I won it as a Thanksgiving prize in a random drawing at work. It was called a “Willie Bird” – one of those free range turkeys that are so popular. Egad, my good man, all that extra freedom didn’t seem to do this Willie any good at the end of his day.

Well, I was visiting friends for Thanksgiving and they already had a bird. This was an 11 pounder. There’s only one of me. What would I do with him? I didn’t tell anyone I had never cooked a turkey before. I tried to give him away, but everybody already had their birds.

Miraculously, he fit in the apartment fridge freezer. I could always cook him for Christmas. Come Christmas, I was still sick as a dog with that flu. I barely had enough energy to make it to the kitchen, let alone cook a bird. I think I had chicken soup for Christmas dinner and went right back to bed.

Friends at work prompted me. They chatted me up. If Mars rovers Spirit and Opportunity could roam the surface of the Red Planet for three years, Alex should be able to cook a turkey. Move it from the freezer to the fridge 3 days before you’re ready to cook it. Here, take this extra box of stuffing home. Buy an onion and some celery.

I read up on it in the cookbook. For an 11 pounder you want 325 degrees for 3-1/2 to 4-1/4 hours, with an internal temp of 185 when done. I made the stuffing but skipped the chopped celery. I washed the bird and removed all the stuff from the stuffing cavity.

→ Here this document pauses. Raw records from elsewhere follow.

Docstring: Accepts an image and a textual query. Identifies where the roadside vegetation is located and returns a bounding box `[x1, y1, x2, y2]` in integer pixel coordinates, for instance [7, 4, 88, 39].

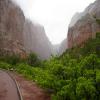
[0, 32, 100, 100]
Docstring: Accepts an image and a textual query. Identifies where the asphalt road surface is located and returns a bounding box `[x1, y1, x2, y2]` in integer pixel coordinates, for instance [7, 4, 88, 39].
[0, 70, 20, 100]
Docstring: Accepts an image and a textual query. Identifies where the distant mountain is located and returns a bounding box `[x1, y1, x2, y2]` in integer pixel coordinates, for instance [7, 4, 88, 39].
[52, 44, 60, 56]
[58, 38, 67, 55]
[67, 0, 100, 48]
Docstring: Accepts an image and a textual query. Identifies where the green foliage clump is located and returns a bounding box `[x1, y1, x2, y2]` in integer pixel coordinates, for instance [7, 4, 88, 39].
[0, 54, 21, 65]
[0, 61, 12, 70]
[96, 32, 100, 38]
[27, 53, 41, 67]
[15, 63, 34, 79]
[96, 19, 100, 25]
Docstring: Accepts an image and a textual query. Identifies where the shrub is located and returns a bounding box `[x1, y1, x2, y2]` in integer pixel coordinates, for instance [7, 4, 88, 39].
[27, 53, 41, 67]
[0, 55, 21, 65]
[0, 61, 12, 70]
[76, 77, 96, 100]
[15, 63, 33, 79]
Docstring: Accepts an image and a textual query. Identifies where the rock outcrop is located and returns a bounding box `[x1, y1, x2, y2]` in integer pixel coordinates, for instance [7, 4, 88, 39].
[23, 19, 52, 60]
[0, 0, 26, 58]
[67, 0, 100, 48]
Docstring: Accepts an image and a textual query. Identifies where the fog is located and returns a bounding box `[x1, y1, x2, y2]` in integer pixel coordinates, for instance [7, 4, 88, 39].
[13, 0, 95, 44]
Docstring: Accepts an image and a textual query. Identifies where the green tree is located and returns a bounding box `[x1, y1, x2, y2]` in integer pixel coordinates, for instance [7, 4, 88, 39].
[76, 77, 96, 100]
[27, 53, 40, 67]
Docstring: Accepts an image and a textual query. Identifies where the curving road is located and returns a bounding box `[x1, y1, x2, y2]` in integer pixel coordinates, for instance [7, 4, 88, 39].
[0, 70, 21, 100]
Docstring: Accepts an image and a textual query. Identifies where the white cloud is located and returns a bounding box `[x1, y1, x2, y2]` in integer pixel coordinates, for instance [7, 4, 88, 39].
[14, 0, 96, 44]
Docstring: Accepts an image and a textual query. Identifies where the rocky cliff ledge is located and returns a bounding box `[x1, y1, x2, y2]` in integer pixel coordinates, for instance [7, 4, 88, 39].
[67, 0, 100, 48]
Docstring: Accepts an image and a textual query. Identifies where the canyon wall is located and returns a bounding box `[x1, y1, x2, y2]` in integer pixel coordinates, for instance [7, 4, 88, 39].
[0, 0, 25, 57]
[0, 0, 52, 59]
[67, 0, 100, 48]
[23, 19, 52, 60]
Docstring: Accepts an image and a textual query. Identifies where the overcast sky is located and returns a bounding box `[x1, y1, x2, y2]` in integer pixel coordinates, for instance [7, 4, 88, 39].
[14, 0, 95, 44]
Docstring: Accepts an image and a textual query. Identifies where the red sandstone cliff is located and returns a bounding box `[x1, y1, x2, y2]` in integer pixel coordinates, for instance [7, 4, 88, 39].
[67, 0, 100, 48]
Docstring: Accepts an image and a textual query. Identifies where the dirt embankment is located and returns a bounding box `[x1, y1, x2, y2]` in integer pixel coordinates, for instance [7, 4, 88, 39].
[11, 72, 51, 100]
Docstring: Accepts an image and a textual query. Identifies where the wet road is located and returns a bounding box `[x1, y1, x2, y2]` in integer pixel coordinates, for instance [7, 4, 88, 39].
[0, 70, 20, 100]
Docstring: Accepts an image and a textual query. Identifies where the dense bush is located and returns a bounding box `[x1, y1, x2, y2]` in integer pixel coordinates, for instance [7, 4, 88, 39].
[0, 61, 12, 70]
[0, 54, 21, 65]
[96, 18, 100, 25]
[27, 53, 41, 67]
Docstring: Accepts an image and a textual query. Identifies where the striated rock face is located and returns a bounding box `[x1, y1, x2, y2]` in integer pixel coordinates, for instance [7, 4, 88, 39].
[0, 0, 26, 57]
[23, 19, 52, 60]
[67, 0, 100, 48]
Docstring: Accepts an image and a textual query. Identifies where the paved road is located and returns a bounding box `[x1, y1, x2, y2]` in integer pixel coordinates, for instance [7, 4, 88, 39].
[0, 70, 20, 100]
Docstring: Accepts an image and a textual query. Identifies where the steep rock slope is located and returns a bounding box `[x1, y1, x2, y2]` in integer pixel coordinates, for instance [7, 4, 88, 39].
[0, 0, 53, 59]
[23, 19, 52, 60]
[0, 0, 25, 57]
[67, 0, 100, 48]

I didn’t know there was stuff up front too, but, no harm. I rubbed the bird down with olive oil and put the stuffing in the cavity, but didn’t pack it (the book says it expands, and it does). I had some aluminum nails (for potatoes) that I used to stitch up the cavity.

No roasting potatoes and carrots for the bottom of the pan. Good lord man, the bird alone is more than I can eat!

And the picture says it all. It roasted for four hours and went a little over 185 degrees. There was ample juice for gravy and I justed added pepper and flour and a lot of stirring. The bird sliced wonderfully. I served with a small side of leftover pasta. Outstanding meal!

I couldn’t say whether the free range bird is superior to the ordinary plumped kind, but that’s just because I don’t have a first-hand basis for comparison. Bob used to cook all the birds, and on the plate they all seem the same to me – tender, moist, delicious. I could have basted mine one more time. I think the olive oil browns without burnng better than the butter mixes I remember from days old. I did baste twice, just using the ample juices in the bottom of the pan.

Of course there’s the cleanup, the storage and such. Tomorrow I’ll slice up the 90% that’s left. Turkey dinner and turkey sandwiches for days and days! Good thing I REALLY like turkey!

I thought of Bob often as I cooked, and you know, it wasn’t sad – it was fun. I was doing what he used to love to do. When I finally carved up my Willie, I took the photo because Bob isn’t here to to bear witness – Alex actually cooked a turkey! I had a good laugh about that. And once, I thought I heard him laughing too. A Christmas Turkey on January 13th is certainly worth a smile or two. Especially when cooked by yours truly.